A new wheat flag leaf fungicide that promises Scottish growers bigger yields and give them peace of mind, whatever the weather, has been launched by Bayer.
Ascra Xpro builds on the top performance of its existing SDHI fungicide, Aviator235Xpro, by adding a second complementary SDHI active ingredient, fluopyram, to bixafen and the azole, prothioconazole.
This combination gave the best septoria control from a T2 fungicide in Bayer and independent trials, as well as excellent control of the other key diseases, yellow and brown rust, mildew, tan spot and suppression of fusarium inoculum.
With a potent septoria curativity and a raft of physiological properties, that makes it particularly suitable for cooler, wetter conditions experienced in Scotland.
It all translates into an average yield boost of 0.3-tonne per ha over market-leading competitor products, such as Adexar (fluxapyroxad + epoxiconazole), in 2016. That could be worth about £40 per ha in extra margin at current wheat prices of around £140 per tonne.
That's is due to the complementary activity of the active ingredients, explained Will Charlton, Bayer’s fungicide campaign manager.
“Fluopyram distributes through the leaf quickly, increasing curative control of latent disease in the leaf, and adding to the curativity from the other SDHI bixafen. Bixafen and prothiconazole then also help provide the long-lasting activity needed from a flag leaf fungicide to keep the top two leaves free from disease for as long as possible,” he pointed out.
"This gave 6% better septoria control on the top two leaves than Adexar across 14 independent and Bayer trials in 2016. In curative situations, the difference is larger – around 20% better. “Our trials have shown that Ascra is both the most curative and consistent fungicide for septoria control now available. In the trials, yields were raised by an average of 0.3 tonnes tonnes per ha compared with Adexar.”
This confirms results across five contrasting seasons, including the high pressure year of 2014, when the average yield response in favour of Ascra was 0.39 tonnes per ha, Mr Charlton said.
Another key to its performance is the use of an 80% dose of prothioconazole in the recommended rate of 1.2 l/ha, he added. “Trials in the past couple of seasons have shown that prothioconazole is in a class of its own against septoria, consistently outperforming epoxiconazole and metconazole. This means the SDHIs in Ascra have comparatively less work to do in controlling the disease than competitors, creating a more sustainable level of disease control.”
Adding prothioconazole also helps it combat resistance development in septoria as the two modes of action give the disease a double whammy.
“Bixafen and fluopyram are different types of SDHI – bixafen is a pyrazole-carboxamide and fluopyram a benzamide. In laboratory tests there is evidence that they could potentially control different strains of septoria with mutations in the SDHI binding site.
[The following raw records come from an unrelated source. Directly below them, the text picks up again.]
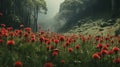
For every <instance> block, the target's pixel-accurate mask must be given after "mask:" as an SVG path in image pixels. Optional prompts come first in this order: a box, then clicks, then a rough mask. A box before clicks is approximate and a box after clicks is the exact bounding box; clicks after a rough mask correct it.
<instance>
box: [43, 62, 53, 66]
mask: <svg viewBox="0 0 120 67" xmlns="http://www.w3.org/2000/svg"><path fill="white" fill-rule="evenodd" d="M44 67H53V64H52V63H50V62H48V63H45V64H44Z"/></svg>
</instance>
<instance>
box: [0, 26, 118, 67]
mask: <svg viewBox="0 0 120 67" xmlns="http://www.w3.org/2000/svg"><path fill="white" fill-rule="evenodd" d="M119 66H120V36H114V35H109V34H107V35H106V36H103V35H102V34H101V35H100V36H96V35H82V34H71V35H64V34H58V33H54V32H50V31H49V30H48V31H43V30H40V31H39V32H37V33H34V32H32V30H31V28H29V27H27V28H24V25H20V29H13V28H12V27H6V25H5V24H1V28H0V67H119Z"/></svg>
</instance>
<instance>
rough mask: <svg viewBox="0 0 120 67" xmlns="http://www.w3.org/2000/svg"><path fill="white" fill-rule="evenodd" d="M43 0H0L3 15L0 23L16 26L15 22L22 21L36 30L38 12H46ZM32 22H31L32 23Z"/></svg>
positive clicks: (46, 8) (43, 1)
mask: <svg viewBox="0 0 120 67" xmlns="http://www.w3.org/2000/svg"><path fill="white" fill-rule="evenodd" d="M46 11H47V8H46V2H45V1H44V0H0V12H2V13H3V14H4V15H3V17H2V19H0V23H3V22H4V23H5V24H7V25H8V26H11V25H12V26H13V27H15V28H17V26H16V25H17V24H21V23H23V24H24V25H25V26H26V27H29V26H31V27H32V28H33V29H34V31H37V18H38V12H41V13H43V12H44V13H46ZM32 23H33V24H32Z"/></svg>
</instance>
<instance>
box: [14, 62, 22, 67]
mask: <svg viewBox="0 0 120 67" xmlns="http://www.w3.org/2000/svg"><path fill="white" fill-rule="evenodd" d="M22 66H23V65H22V62H20V61H17V62H15V65H14V67H22Z"/></svg>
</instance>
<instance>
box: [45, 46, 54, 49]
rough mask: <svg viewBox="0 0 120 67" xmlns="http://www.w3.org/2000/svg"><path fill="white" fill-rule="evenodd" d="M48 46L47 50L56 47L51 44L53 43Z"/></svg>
mask: <svg viewBox="0 0 120 67" xmlns="http://www.w3.org/2000/svg"><path fill="white" fill-rule="evenodd" d="M46 48H47V50H52V49H54V47H53V46H51V45H50V46H47V47H46Z"/></svg>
But as they still have the same mode of action that cannot be considered a resistance management strategy,” he said.
It is also possible to mix Ascra with a multi-site fungicide if desired and it is formulated using the same Leafshield system as Aviator235Xpro, which protects its efficacy even if it rains within minutes of an application.
Ascra is fully approved and will be widely available through normal distribution networks next spring.